From Big Government to a ‘Market State’

What happens when governments are forced to share their authority?

Man with a pen assessing charts on a financial report

Governments now increasingly "share" authority with many other types of entities: corporations that carry out governmental functions from garbage collection to intelligence collection; nonprofits that provide publicly-funded social service; supranational organizations that set and enforce global standards; criminal and terrorist organizations that control territory and operate de facto "states." But perhaps the most important and problematic is the extent to which, as discussed in my prior post, even the most powerful democracies are necessarily subject to judgment and discipline by financial markets.

The usual critique of financial demands in the public realm is that they, by definition, drive a "race to the bottom": that if governments become beholden to bottom-line logic, they must necessarily cut public spending, taxes and regulation, resulting in a denuded public sector, exploited workers and windfalls for the wealthy – eventually leading to a nation's collapse into a permanent Third World status in which the privileged few rule over the impoverished masses. But that's not the real problem.

There are, of course, plenty of financiers who think that way – the Republicans' last presidential nominee, in fact, made a fortune from such an approach. But not everyone with money thinks that that's the only way to make more: Capital doesn't necessarily seek the lowest cost – it seeks the highest return.

[Check out 2013: The Year in Cartoons]

The financial markets aren't automatically interested in backing governments that spend, tax and regulate as little as possible (although they may be interested in those that spend, tax and regulate as little as necessary, which is different). Global financial markets are hardly rushing to divert money from the alleged socialist welfare state of Barack Obama into the tea party paradise of Somalia, where government doesn't exist at all.

As the current issue of BusinessWeek shows, corporate tax rates have little to do with economic growth. In 2012, the U.S. had higher average corporate tax rates than two-thirds of the countries it outpaced in growth; among the lowest corporate tax rates: Greece. Governments also attract taxpayers with high-quality services, not just low tax rates, contrary to conventional wisdom. The right-wing shibboleth that slashing the public sector is the best way to create economic value is simply wrong – which makes the left-wing fear that finance capitalism will lead inexorably to the right-wing model of public disinvestment equally unfounded.

The flip side of this is that governments could go out and actively attract investment based on their economic policies. As they get more adept at doing so, they need to start insisting on a different kind of "public/private partnership." To date, such "partnership" has generally meant providing private companies with the opportunity to make money off public ventures with little gain for the public. In several U.S. states, the profits from such toll-road "partnerships" have turned out to be much lower than expected – in some cases, negative – leading the private investors who made the bad deals to demand (and get) new deals with guaranteed returns. In short, the public traditionally bears the risk, and the investors get the profit – some partnership!

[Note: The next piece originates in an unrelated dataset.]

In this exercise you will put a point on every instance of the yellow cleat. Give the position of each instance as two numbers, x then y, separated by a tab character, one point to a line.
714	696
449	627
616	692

Largely the same phenomenon prevails in traditional public finance: If the government wants to make a long-term investment, it borrows money from the private bond market with a guarantee of repayment; if the public expenditure is a really bad idea, hey, that's not the investor's problem. But as Yale economist Robert Shiller, who won the 2013 Nobel Prize, wrote several years ago, "Corporations raise money by issuing both debt and equity, the latter giving investors an implicit share in future profits" – and, I would add, the risks. "Governments should do something like this, too, and not just rely on debt." Shiller argued that "governments could sell a new type of security that commits them to paying shares in national ‘profit,' as measured by gross domestic product." I hesitate to tweak a proposal by a Nobel laureate, but I'd tie bondholder returns to a specific revenue source, at specific rates, giving bondholders a direct stake in the wisdom and success of their investment – and that means an economy and revenue structure that pays off without a down-the-road tax hike.

[See a collection of political cartoons on the economy.]

Either way, this would create a market for good economic policies – a world where, in any event, governments must convince, not command, compete not control. As I noted in the post that opened this New Year trilogy, scholar Phillip Bobbitt has argued we're passing to the age of the "market state" from that of the nation-state. In Bobbitt's vision, "Whereas the nation state justified itself as an instrument to serve the welfare of the people (the nation), the market state exists to maximize the opportunities [of its citizens]," largely through its ability to leverage capital for its people's purposes. It's worth noting that this vision of the "market state" doesn't necessarily mean a replacement of government with markets, or public purposes with private, but it does mean a change in the nature and purpose of government.

It also means that "government" is something that nongovernmental actors increasingly "do." The problem with private-sector actors becoming more like "governments" is not that they, any more than bad governments, will produce a race to the bottom. Rather, it is the question of legitimacy in the exercise of power. The Lords Financial may relish their growing global power, but they should recognize what this meant eventually for their predecessors, the Lords Temporal and, before them, the Lords Spiritual whose reign the nation-state was intended to curb. Eventually, all authority, even private-sector actors, will face rising demands for democratization, just as states have over the last 300 years. The question for 21st century politics is how quickly, wisely and bloodlessly we recognize the need for, and achieve, such broader forms of political legitimacy in this brave new world.